## Is a steal really worth 9 points?

Theodore Vasiloudis writes:

I’d like to bring your attention to this article by Benjamin Morris discussing the value of steals for the NBA. The author argues that a steal should be a highly sought after statistic as it equates to higher chances of victory and is very hard to replace when a player is injured.

I would argue that the reason behind the correlations showing this data is the fact that steals are much more rare in an NBA game than any of the other stats examined so their contribution is exaggerated.

I looked at Morris’s article and it looks like he’s running a regression of players’ plus-minus statistics on points, rebounds, assists, blocks, steals and turnovers. He writes, “A marginal steal is weighted nine times more heavily when predicting a player’s impact than a marginal point. For example, a player who averages 16 points and two steals per game is predicted (assuming all else is equal) to have a similar impact on his team’s success as one who averages 25 points but only one steal. If these players were on different teams and were both injured at the same time, we would expect their teams to have similar decreases in performance (on average).”

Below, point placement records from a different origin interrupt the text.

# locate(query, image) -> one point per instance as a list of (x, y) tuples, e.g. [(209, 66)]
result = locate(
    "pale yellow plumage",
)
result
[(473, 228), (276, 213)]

I’m not quite sure what is being done, though, because plus-minus statistics have been well known for awhile (see here, for example, from 2007) but Morris does not use the term “plus-minus” nor does he connect to the literature on it, instead writing, “I [Morris] used this technique quite a bit throughout my treatise on Dennis Rodman, though it is actually better suited to broader analysis such as this.” So this suggests to me that, either I’m missing something or Morris is. I expect I’m the one who’s out of the loop here, so maybe some of you readers can help out.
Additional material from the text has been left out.